Scale: 300,000 – 400,000 data points are reported within a typical 24-hour period. Fewer completes are gathered on weekend days.
Field dates: Data collection began on March 22.
Unit of data: The data represents households, not individuals.
Demographics: Where gender or age is shown, it applies to the person reporting the symptoms on behalf of their entire household. That person may or may not be the person suffering the symptoms. For example, an 18-year-old reporting symptoms may be reporting that a parent in the household has those symptoms. Income data applies to the total household, not the person answering.

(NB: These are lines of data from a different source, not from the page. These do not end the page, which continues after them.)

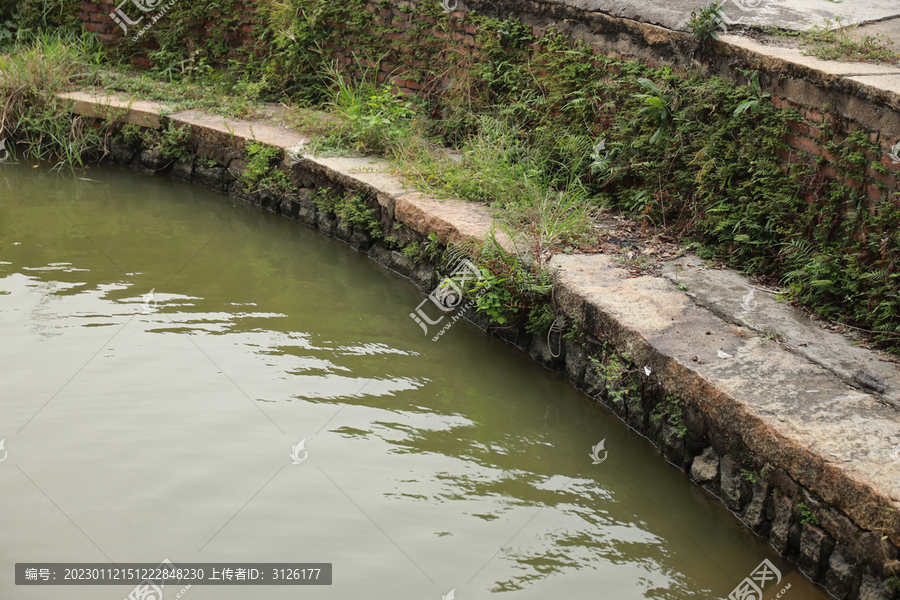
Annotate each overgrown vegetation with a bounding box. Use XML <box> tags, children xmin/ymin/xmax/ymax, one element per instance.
<box><xmin>688</xmin><ymin>2</ymin><xmax>728</xmax><ymax>42</ymax></box>
<box><xmin>0</xmin><ymin>32</ymin><xmax>109</xmax><ymax>166</ymax></box>
<box><xmin>0</xmin><ymin>0</ymin><xmax>900</xmax><ymax>351</ymax></box>
<box><xmin>241</xmin><ymin>141</ymin><xmax>294</xmax><ymax>194</ymax></box>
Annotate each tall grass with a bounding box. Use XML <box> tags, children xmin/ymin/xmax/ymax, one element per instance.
<box><xmin>0</xmin><ymin>33</ymin><xmax>105</xmax><ymax>167</ymax></box>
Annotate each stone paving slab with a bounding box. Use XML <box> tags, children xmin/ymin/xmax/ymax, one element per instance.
<box><xmin>59</xmin><ymin>92</ymin><xmax>168</xmax><ymax>129</ymax></box>
<box><xmin>536</xmin><ymin>0</ymin><xmax>900</xmax><ymax>31</ymax></box>
<box><xmin>664</xmin><ymin>257</ymin><xmax>900</xmax><ymax>408</ymax></box>
<box><xmin>59</xmin><ymin>89</ymin><xmax>900</xmax><ymax>543</ymax></box>
<box><xmin>550</xmin><ymin>254</ymin><xmax>900</xmax><ymax>538</ymax></box>
<box><xmin>394</xmin><ymin>192</ymin><xmax>515</xmax><ymax>252</ymax></box>
<box><xmin>169</xmin><ymin>109</ymin><xmax>309</xmax><ymax>154</ymax></box>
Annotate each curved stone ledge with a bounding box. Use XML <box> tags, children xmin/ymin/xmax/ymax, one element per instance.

Language: The question is not fielded in all languages spoken in each country. For example, the survey is in English for India and Mandarin for China.
Geography: The countries displayed represent the places where Dynata’s thousands of research clients are conducting research. Countries where researchers conduct the most research have correspondingly higher volumes of data. Note on Italy: We do not display data for Italy due to local legal restrictions.
Symptom combinations: When multiple symptoms are reported for a household, one person could be experiencing all of the symptoms, or several people could each be experiencing one symptom.
PLEASE NOTE: The information provided here is self-reported by Dynata respondents and has not been verified for accuracy or completeness.
Are you or anyone in your household exhibiting any of the following symptoms (select all that apply):
Each of the maps are interactive and can provide additional insights as you explore the data. Below are some tips as you start to interact with the maps for additional insights.
The data is aggregated for a two-week period prior to the date filter that you see labeled “Date: Rolling 14 days.” We suggest starting with exploring the filters. Click on it and a calendar should pop up as seen in the image below.
Try selecting different days to see how the symptoms progress over time in each geographic region. This can be a potential indicator of COVID-19 prevalence.
Next try looking at individual symptoms or combinations of symptoms that were reported. Click on the Symptom drop down box and explore different combinations.
This filter is only included at the Global View. Please note that this is NOT ALWAYS the age of the person displaying symptom, but it is the age of the person who was responding for the household
Minimum Reporting Size
This will allow you to determine how much data is required before it is reported on. Lowering the minimum requirement will make more geographies appear on the map, but each of these new areas will have more errors associated as the sample size in these areas are smaller. We recommend staying between 50 and 100 on this tool to avoid reporting on areas that don’t have enough data to even look at trends. Note that as this is not a probability sample (see probability section), so we do not report margin of errors associated with the data.
In the US View you can look at the data at a county or a postal code level. Double clicking on a state should bring up a menu that allows you to view that specific state at either a County or Postal Code level of aggregation.
To return to the overall US view just select any location and a menu will pop up to return to the US View.
Any of the maps will allow you to zoom in or out. Just click on the plus (+) or minus (-) sign found in the top right corner.
You can also double click anywhere in the map to zoom in or shift double click to zoom out.
If you want to search for a specific geography you can also use the magnifying glass in the top right and type in what you are looking for.
The home button will return to the default map settings.
Lastly, you can zoom in on a specific location by hitting the arrow, then selecting the box with the magnifying glass. Draw the box around what you want to see and it will zoom to your selection.